El salto de los 100 GW marca una nueva etapa. Una mayor penetración solar incrementa la presión sobre la flexibilidad de la red, sobre la demanda eléctrica en las horas centrales del día y sobre la necesidad de almacenamiento y de otros recursos de equilibrado.

La letra pequeña del récord: más allá de la potencia instalada

Jiangsu no es un caso aislado, sino la confirmación de una tendencia estructural. La fotovoltaica china ha crecido a un ritmo difícil de igualar, y las provincias costeras están demostrando que la generación distribuida puede ser una palanca de descarbonización masiva sin esperar a grandes megaproyectos.

Vamos a los datos. El caso de Jiangsu importa por la combinación de densidad urbana, tejado industrial y red digitalizada. Esa fórmula puede replicarse en otras regiones de Asia y del sur de Europa, donde la tierra es cara y la demanda eléctrica se concentra cerca de las ciudades.

Ojo con la letra pequeña. Superar los 100 GW de potencia instalada no equivale a aprovechar toda esa energía. La provincia necesitará mejorar el uso real del recurso mediante actualizaciones de red, almacenamiento y comercio de electricidad basado en precios de mercado. El desafío no es añadir paneles; es evitar que el excedente del mediodía se pierda.

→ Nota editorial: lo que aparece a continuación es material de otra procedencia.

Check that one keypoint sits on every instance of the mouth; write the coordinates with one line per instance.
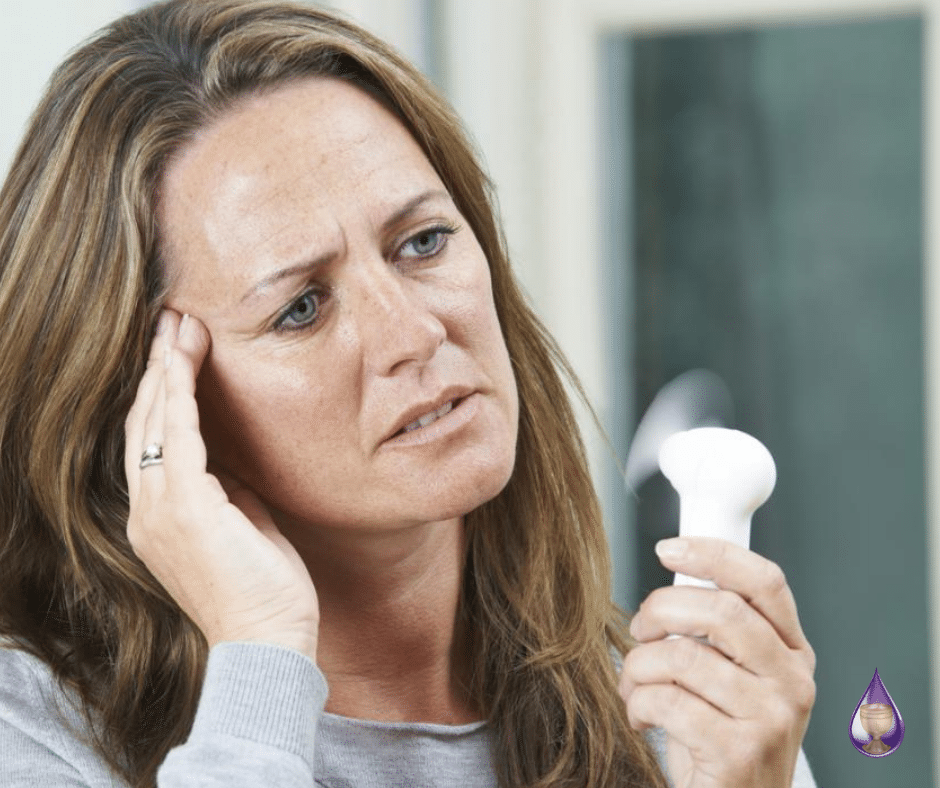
(433, 418)
(429, 418)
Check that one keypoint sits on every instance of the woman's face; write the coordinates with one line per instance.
(347, 299)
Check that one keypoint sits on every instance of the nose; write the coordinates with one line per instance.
(395, 322)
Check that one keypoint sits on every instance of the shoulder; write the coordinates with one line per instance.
(42, 733)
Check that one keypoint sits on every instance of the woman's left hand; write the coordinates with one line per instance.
(735, 709)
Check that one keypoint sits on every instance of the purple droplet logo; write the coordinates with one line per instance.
(876, 728)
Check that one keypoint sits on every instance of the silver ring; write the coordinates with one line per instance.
(153, 455)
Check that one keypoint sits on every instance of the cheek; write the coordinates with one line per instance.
(252, 414)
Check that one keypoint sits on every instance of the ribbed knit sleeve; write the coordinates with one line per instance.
(256, 721)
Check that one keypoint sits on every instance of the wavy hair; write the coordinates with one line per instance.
(81, 285)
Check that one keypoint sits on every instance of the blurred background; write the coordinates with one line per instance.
(746, 187)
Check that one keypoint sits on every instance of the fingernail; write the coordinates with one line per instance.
(672, 549)
(182, 335)
(163, 322)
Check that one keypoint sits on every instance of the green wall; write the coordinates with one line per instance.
(777, 232)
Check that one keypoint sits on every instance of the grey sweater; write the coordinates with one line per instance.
(260, 722)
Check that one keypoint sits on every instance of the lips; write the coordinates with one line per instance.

El precedente de Shandong también deja una lección. La capacidad se celebra rápido, pero la integración se paga en red, baterías y mecanismos de demanda. Jiangsu tiene la ventaja de haber construido la red de distribución antes de que el sistema llegue al límite.

Para las empresas proveedoras, el modelo de Jiangsu abre además un mercado de soluciones integrales: inversores, sistemas de monitorización, software de previsión y contratos de mantenimiento para miles de cubiertas. La cadena de suministro se beneficia de una demanda distribuida que, por su capilaridad, obliga a estandarizar componentes y a abaratar la integración.

La gobernanza energética también gana peso. En un parque tan fragmentado, la calidad del dato y la coordinación entre distribuidora, municipios y propietarios determinan cuánto se aprovecha de verdad cada megavatio. Es una lección útil para cualquier economía que quiera impulsar la transición sin depender solo de grandes huertos solares.

🌍 El Impacto Real para el Futuro

  • Beneficio medible: 100,08 GW de solar instalada, con más del 38% de la capacidad de generación provincial procedente del sol.
  • Modelo que cambia: la generación distribuida en tejados y polígonos sustituye a los grandes huertos solares como vía para las regiones sin suelo.
  • Para las próximas generaciones: una red digitalizada y un plan a 2035 permiten heredar un sistema eléctrico más limpio y menos dependiente del territorio disponible.